Forests are the Natural Solution to Addressing Climate Change

From fires to floods to the increasing cascade of species loss, the need to address climate change head-on and at scale has never been more urgent. The evidence of its increasingly disastrous impact has never been clearer. We are witnessing the earth’s, and our, basic support systems — such as the forests that supply us with clean water, air and a wealth of other benefits — being torn apart.

We know that forest loss and degradation is the second largest source of CO2 emissions. It’s not just a tropical forest problem: CO2 emissions from forest disturbance is the single largest cause of emissions in Oregon, and a major source in other states as well. We are on an emissions pathway far accelerated from the IPCC’s worst-case projections.

We know we need transformational action in order to avoid the worst impacts of climate change — the question is whether we are proactive in initiating those transformations, or if they are forced upon us by inaction. We can continue doing what we have done, and see the same results, or we can thoughtfully and radically change directions. In many cases we know what we need to do. Perhaps the ripest of the “low-hanging fruit” we can seize lies in managing our forests for enduring outcomes.

Quite simply, we must transform our forest management construct from one that “produces” climate, water and biodiversity services as by-products of a timber or fiber focus to one that produces those critical services as the primary goal, with timber and fiber as the by-products. Our forests are irreplaceable as natural climate solutions — not simply as carbon sinks, but for all their climate adaptation services: water production, treasure houses of biodiversity, and well-springs of human renewal and inspiration. There are no substitutes.

We must make it more financially rewarding to keep and manage forests for their many and manifest climate benefits than to simplify, degrade, and lose them to production of conventional timber products and development. We also need to invest at the required scale to restore public lands to a vibrant, resilient state. For, even if we could wave a magic wand and stop all fossil fuels emissions today, we’d still have our second largest emissions source pumping far more CO2 into the atmosphere than what we must take out to have a safe climate for our children. And our children know this.

This is not an argument to stop cutting trees. It is an imperative to start managing for whole forests, and to cut trees in ways and for purposes that restore and enhance natural forest function. Our focus must be on restoring more natural, older forest conditions that are far more resilient to climate change stress, and vastly more carbon rich.

Older trees and stands store vastly more carbon than do young trees and stands.

Older, bigger trees in more natural forest stands survive fire, pests and drought more successfully than crowded young plantations. Older, more natural forests store more water longer, reduce floods. and release water later into the summers than do young plantations. And older, more natural forests support more natural biodiversity than do young plantations.

For fire safety, this transformation needs to be at the large, landscape scale. Forests in much of the US, and especially in the west are fire-adapted. They co-evolved with fire.
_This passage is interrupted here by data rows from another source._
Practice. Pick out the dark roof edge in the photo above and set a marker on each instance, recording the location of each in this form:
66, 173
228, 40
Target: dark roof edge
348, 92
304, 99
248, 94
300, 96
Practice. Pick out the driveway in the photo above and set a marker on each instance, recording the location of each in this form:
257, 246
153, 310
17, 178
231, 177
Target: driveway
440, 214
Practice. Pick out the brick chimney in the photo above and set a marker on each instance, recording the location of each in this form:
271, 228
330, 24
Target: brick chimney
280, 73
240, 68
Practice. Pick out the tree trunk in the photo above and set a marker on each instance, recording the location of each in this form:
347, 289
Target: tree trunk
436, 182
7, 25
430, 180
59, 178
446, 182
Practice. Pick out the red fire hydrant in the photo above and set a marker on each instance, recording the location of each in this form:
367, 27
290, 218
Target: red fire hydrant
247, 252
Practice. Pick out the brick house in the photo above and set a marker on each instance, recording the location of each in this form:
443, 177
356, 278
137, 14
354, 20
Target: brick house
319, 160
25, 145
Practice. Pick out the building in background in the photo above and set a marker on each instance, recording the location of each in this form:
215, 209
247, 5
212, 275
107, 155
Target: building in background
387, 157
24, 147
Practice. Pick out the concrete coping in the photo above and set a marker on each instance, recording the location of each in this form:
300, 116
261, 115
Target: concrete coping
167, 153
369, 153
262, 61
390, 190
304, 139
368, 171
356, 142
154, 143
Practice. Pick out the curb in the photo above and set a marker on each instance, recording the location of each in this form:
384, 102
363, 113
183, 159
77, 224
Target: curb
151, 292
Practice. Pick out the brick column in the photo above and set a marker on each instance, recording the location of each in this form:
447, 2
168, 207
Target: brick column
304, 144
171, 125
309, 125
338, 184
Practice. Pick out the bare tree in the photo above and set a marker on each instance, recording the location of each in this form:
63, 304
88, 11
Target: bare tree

Restoring them to a naturally fire resilient state will entail both more cutting (although differently than we do now) and more burning (also differently than we do now). We need large landscapes that we can “let burn,” differently, at low intensities, while we focus fire suppression efforts around homes and communities.
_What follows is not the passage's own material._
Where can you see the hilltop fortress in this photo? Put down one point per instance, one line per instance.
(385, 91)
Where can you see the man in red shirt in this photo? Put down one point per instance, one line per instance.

The severity of 2020’s North Complex Fire decreased significantly as it entered a treated area (photo courtesy of Sierra Nevada Conservancy)

This will take investments at a vastly different scale than we have traditionally done. We need to move to investing billions of dollars annually in proactively restoring and conserving our forests, rather than spending those billions of dollars a year, every year, in fighting and remediating disasters.

Some states are stepping up to face the enormous challenge, as is our nation. California has just passed a budget with an unprecedented $7 billion allocated to fight climate change, including almost $3.5 billion in investments in forests and other nature-based climate solutions, and Oregon has issued a compelling call for action in the report of the Oregon Global Warming Commission.

Both to avert massive species loss and to address climate, Agriculture Secretary Tom Vilsak has also issued his agency a challenge to review its programs, like the Forest Legacy Program, to see how they can step up their game where forest loss is most significant — private lands.

PFT is attending COP26 as an accredited observer, focusing on enhancing understanding of the vital role forest conservation and stewardship must play in meeting our shared global challenge, as we have for over 15 years. On November 10, PFT will host a live webinar from Scotland, “Seeing the Forests: For the Climate”, where a panel of international experts will address the role of forests as a natural climate solution. The webinar will be the first in a series where PFT engages with global experts on the role of forests in addressing our climate challenge.

Leveraging the climate-healing power of forests is fundamental to any hope of reducing the risks of climate change, as 40% of the climate solution comes from conserving forests, improving their management, and focusing on supporting how forests function naturally.

Forests are a core and critical part of the solution.

We cannot save the planet at the pace and scale we have acted on to date.

This is the challenge of our time, and we must rise to it.